Final answer:
When a CAE notices a possible conflict of interest in contract bidding involving the CEO, the appropriate action is to gather evidence and report to the audit committee chair. This ensures proper governance and oversight while preventing immediate escalation to potentially biased parties. It aligns with the corporate governance framework meant to protect shareholder interests.
Step-by-step explanation:
If a chief audit executive (CAE) suspects that a supplier was given an unfair advantage in the bidding on a contract due to the CEO's involvement with the supplier's board, the CAE should handle the situation with caution and integrity. The best course of action would be to obtain supporting documentation and present the findings to the chair of the audit committee. This approach maintains the appropriate chain of command and governance structures without immediately escalating the issue to the board of directors or senior management, where a conflict of interest might be present. It's essential that the audit committee, which is responsible for overseeing the financial reporting and disclosure process, is informed of any such suspicions. They are in a good position to ensure a thorough investigation without bias. Additionally, contacting an outside institution, like the auditing firm hired by the company or large shareholders, could be a step considered if the audit committee does not adequately address the CAE's concerns.
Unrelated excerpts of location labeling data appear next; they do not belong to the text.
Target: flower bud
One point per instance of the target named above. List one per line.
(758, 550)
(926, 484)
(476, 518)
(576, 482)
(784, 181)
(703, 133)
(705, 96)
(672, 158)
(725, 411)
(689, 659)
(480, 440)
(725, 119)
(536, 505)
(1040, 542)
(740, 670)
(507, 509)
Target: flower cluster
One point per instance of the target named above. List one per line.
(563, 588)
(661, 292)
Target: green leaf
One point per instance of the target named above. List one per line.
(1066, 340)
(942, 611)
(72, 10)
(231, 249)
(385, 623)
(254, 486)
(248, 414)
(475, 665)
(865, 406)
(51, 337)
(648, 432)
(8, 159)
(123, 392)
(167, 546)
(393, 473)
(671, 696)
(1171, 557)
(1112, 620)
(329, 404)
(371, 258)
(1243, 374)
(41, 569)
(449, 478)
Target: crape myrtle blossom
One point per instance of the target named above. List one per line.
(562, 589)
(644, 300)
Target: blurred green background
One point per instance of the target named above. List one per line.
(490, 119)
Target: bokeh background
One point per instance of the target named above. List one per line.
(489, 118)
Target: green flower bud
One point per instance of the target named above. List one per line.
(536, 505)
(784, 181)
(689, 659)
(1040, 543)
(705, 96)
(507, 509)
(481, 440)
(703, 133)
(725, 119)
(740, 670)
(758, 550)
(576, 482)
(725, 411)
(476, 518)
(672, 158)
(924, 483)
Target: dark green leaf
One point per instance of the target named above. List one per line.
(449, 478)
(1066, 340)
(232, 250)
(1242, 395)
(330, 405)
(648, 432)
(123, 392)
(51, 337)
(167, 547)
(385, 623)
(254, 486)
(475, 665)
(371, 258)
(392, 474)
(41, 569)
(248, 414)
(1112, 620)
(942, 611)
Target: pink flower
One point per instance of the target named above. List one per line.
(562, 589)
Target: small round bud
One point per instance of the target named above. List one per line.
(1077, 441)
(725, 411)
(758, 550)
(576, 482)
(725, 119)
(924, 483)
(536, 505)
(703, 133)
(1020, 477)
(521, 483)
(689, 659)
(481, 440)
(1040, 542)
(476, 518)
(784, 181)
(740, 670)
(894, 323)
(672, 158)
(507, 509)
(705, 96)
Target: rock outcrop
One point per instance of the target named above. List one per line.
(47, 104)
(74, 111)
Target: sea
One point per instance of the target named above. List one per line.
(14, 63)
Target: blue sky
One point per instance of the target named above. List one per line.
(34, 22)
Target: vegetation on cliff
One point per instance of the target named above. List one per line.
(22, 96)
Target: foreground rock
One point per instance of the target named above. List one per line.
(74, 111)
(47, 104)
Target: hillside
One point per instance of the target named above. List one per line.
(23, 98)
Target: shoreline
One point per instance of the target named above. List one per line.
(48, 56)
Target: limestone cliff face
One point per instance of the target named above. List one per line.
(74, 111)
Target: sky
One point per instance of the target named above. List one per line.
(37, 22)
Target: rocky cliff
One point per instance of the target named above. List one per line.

In corporate governance, the board of directors is elected by the shareholders and is the first line of oversight for top executives. Other governance institutions include an independent auditing firm and outside investors, especially major stakeholders. In cases like Lehman Brothers, it was observed that these governance measures did not stop the inaccuracy of financial information. But in theory, these mechanisms are put in place to prevent such scenarios and protect the interests of shareholders.